So yeah, I'm still seeing ESFJ. Granted, if so, she's probably the coolest ESFJ fictional character I can even think of.
I wrote a long response to this which then got deleted by accident :steam:. Blah.
This.
Two instances stand out in my memory (spoilers, I guess) - Donna noting that there were no sick days taken by the employees at that company, and recognising how strange that was, and Donna working out, after attending to them and following them along for an entire episode, that the engravings in that underground city were dates.
That seems to be Donna's brand of genius - taking in little pieces of information that the Doctor overlooks, and working at them to fit them together and into a wider context of past experience, and working up to an interesting conclusion from those details. It seems very Si-with-Je to me.
I also think that she has to be an F. One of the most consistent aspects of her characterisation (and one of the things I like best about her) is her constant questioning the doctor's morality. I also think she's more SF than NF, since her moral subjects are usually individuals. The doctor is very much morally concerned, but he's more inclined to lose sight of the individual in pursuit of some more general moral concern, or, sometimes, with some non-moral fascination.
Definitely.
Yeah, what I wrote before that I didn't get a chance to post was that she really feels ExTP to me, and even reminds me of myself when I was younger in some ways. Living with someone who constantly tears you down can have a negative effect on your self esteem and can make you live in your shadow, which is what I thought she was doing.

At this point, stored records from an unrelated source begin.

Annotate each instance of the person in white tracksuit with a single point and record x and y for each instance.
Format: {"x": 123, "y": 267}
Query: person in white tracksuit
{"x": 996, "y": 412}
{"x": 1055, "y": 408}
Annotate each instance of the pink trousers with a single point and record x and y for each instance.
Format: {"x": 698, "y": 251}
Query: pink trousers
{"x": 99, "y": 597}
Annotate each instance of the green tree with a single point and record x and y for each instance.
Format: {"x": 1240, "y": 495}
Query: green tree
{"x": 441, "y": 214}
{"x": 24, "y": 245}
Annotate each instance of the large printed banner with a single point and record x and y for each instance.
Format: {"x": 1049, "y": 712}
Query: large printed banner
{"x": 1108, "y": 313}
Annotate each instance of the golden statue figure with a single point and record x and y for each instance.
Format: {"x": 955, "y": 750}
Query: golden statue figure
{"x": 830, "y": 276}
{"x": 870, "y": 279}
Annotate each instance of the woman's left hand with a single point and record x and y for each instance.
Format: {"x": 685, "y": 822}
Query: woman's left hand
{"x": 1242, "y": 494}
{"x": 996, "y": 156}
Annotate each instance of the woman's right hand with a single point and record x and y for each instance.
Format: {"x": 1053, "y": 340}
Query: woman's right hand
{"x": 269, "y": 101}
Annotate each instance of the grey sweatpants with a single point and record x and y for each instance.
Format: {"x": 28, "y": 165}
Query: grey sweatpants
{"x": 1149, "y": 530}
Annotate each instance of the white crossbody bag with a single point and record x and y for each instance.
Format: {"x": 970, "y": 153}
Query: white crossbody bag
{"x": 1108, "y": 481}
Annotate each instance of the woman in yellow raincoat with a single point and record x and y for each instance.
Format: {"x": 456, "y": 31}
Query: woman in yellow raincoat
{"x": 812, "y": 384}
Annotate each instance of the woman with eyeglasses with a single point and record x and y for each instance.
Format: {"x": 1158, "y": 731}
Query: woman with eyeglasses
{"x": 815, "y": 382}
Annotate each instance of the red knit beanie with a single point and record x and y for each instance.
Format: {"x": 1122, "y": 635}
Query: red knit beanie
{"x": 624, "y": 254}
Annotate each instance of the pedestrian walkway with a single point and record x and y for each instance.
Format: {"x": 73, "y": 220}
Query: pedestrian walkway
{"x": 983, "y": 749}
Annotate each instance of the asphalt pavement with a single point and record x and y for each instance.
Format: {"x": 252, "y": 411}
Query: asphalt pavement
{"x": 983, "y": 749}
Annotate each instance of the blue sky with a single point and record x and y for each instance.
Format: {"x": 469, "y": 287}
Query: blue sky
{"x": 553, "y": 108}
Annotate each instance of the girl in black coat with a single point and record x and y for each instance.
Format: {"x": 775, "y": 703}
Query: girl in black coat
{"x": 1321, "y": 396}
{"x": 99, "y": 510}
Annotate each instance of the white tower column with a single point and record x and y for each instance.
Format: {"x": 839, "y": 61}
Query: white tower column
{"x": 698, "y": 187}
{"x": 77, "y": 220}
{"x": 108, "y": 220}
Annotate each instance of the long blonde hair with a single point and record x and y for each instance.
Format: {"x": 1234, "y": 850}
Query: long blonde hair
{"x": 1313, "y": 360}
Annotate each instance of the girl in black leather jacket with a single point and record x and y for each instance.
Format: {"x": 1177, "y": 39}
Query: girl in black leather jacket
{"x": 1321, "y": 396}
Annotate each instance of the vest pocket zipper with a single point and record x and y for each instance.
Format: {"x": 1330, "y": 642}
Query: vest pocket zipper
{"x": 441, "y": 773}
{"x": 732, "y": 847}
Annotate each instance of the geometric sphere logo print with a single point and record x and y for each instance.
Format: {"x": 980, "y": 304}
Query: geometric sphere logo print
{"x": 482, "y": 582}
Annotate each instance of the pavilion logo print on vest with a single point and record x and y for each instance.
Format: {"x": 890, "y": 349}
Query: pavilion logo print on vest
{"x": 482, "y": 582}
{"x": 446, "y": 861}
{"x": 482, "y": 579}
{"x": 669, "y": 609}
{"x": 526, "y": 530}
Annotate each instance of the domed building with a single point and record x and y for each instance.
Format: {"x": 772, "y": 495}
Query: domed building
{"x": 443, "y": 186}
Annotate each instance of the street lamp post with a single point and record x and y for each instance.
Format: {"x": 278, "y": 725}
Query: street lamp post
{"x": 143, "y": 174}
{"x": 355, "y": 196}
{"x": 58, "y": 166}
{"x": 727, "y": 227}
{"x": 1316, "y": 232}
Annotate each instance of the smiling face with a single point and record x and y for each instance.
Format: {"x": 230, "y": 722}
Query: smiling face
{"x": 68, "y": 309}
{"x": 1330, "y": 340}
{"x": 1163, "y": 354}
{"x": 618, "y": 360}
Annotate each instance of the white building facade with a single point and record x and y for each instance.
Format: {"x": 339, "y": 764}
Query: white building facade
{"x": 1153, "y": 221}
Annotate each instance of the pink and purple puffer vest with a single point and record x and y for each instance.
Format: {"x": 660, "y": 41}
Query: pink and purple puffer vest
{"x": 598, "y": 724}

I also have a lot of Fe, as a woman in my 30s, it's not surprising that she would as well by that point. I would have refused to travel with the doctor for the same reasons, if I had just witnessed a genocide. I wouldn't have volunteered myself to be the person who stops him since I couldn't be bothered, though. But you don't need to be an F to care about people, and I don't think she has Fe in the "social convention" sense. After she turned the Doctor down, she traveled and investigated supernatural crimes and actively looked for the Doctor. She didn't try, or care to, look for another fiance. She realized what she was good at.
And when she bluntly rejected the Doctor, she made a decision and that was that.
She can seem S ish to me sometimes since she packed an entire trunk of clothes, including a hat box, to travel with the Doctor and like you said, has more of a concrete memory. ESTP? Possibly. But could be NT also. She really can follow the Doctor's train of thought and he's an N. And she sucks at anything physical.
I would also have been the one to see numbers and try to figure out their pattern. She also learned the dewey decimal system in only 2 days. She is a very thorough investigator and has a penchant for it. That is very Ti-ish to me.
She is not afraid, or even respectful, of authority - I loved the way she yelled at the traffic cop in The End of Time, as an example.
Also, she asks such Ti questions without hesitation. When she was transported into the Tardis for the first time and panicked (on her wedding day) she opened the doors and immediately recognized her situation and said "how am I breathing?".
When she missed her wedding and the Doctor asked if she was all right, she simply said "doesn't matter". Then she faked tears to get the wedding party to forgive her.
Seems like such a T type to me.
Wilf even recounted a tale that Donna took the bus by herself when she was 6 to go to some city when her mom refused to take her on a vacation. And on her first day of school, she was sent home for biting like was said in the Runaway Bride. She is just so fierce and independent, but the years of belittling had taken their toll.
But I guess we can always find different things to support our "case". At the end of the day, it doesn't really matter.